The Sinaloan village of Tres Camarones, somewhere on the coast outside Mazatlan, is without men, at least men of  viable age for labor and matrimony. They’re all in el norte looking for work. In their places have come drug dealers and predatory cops. After a viewing of The Magnificent Seven at the Tres Camerones rude outdoor cinema, young Nieyla comes up with the notion of heading to the USA to round up seven wayward Mexican warriors to return to defend and repopulate the town. The convince La Osa–Aunt Irma, the mama bear of Nieyla’s clan as well as the newly-elected mayor–to allow them to give it all a try. So off they go–Nielya and her two female buddies as well as the local gay guy, Tacho, who closes his bar (El Mano Caida–”Fallen Hand” or (better, I think)  “Limp Wrist” in English) for the duration.

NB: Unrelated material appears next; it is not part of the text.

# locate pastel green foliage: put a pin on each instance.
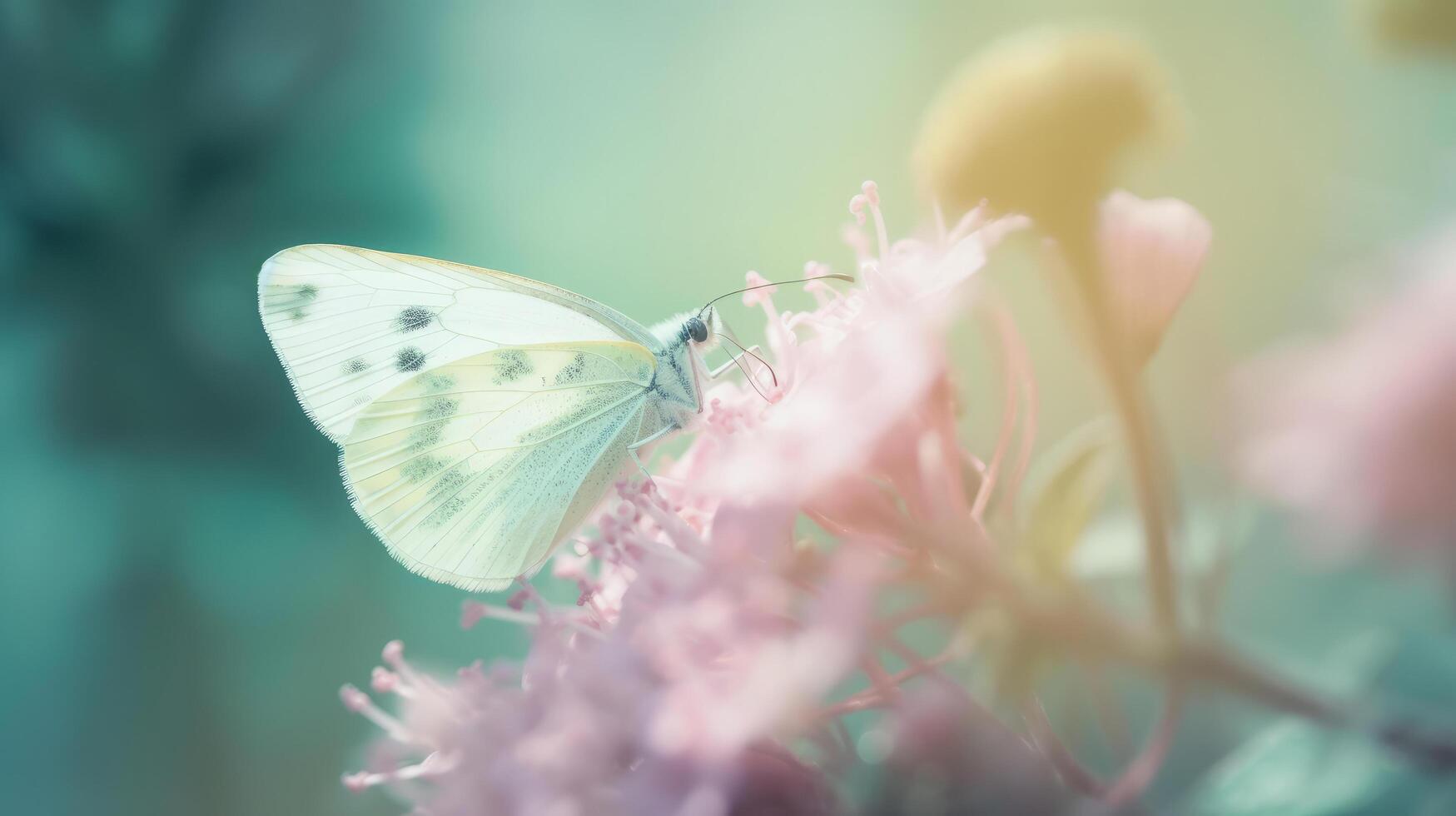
(1066, 495)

Much of their journey is as funny as anything you’ve ever read. Their time in the Tijuana garbage “dompe,” (Urrea spend some childhood time there and returned to do volunteer work and  further research for the book, so those scenes are authentic), their encounters with a host of bizarre characters (I am Atomiko!) and circumstances, the multiple levels of Spanish/English/Spanglish. Our gay guy, for example, says “El Mano Caido,” and the border patrol agents hear “Al Quaeda.” Complications ensue.
Of course good comedy always requires pain to work, and wrenching hurt abounds in such areas as the stark poverty and the absurd relationships between the mojados and the Border Patrol.
In my judgement, Into the Beautiful North does not quite reach the heights of Luis’s magnificent Hummingbird’s Daughter (see WW April 7, 2011) because a few of the most significant situations he creates here call out for more in-depth treatment. In essence, this becomes a coming of age tale for the three girls, particularly Nielya. The journey matures them, strengthens their bonds on one level, but destroys their girlhood ties, and that process deserves more attention.
But this is picking nits, I think. You feel joyful and triumphant when you finish the last page, just as you do throughout most of the book. Thank the writing gods for Luis Urrea. And all the other gods, too. He’s as good a man as he is a writer, which is beyond rare.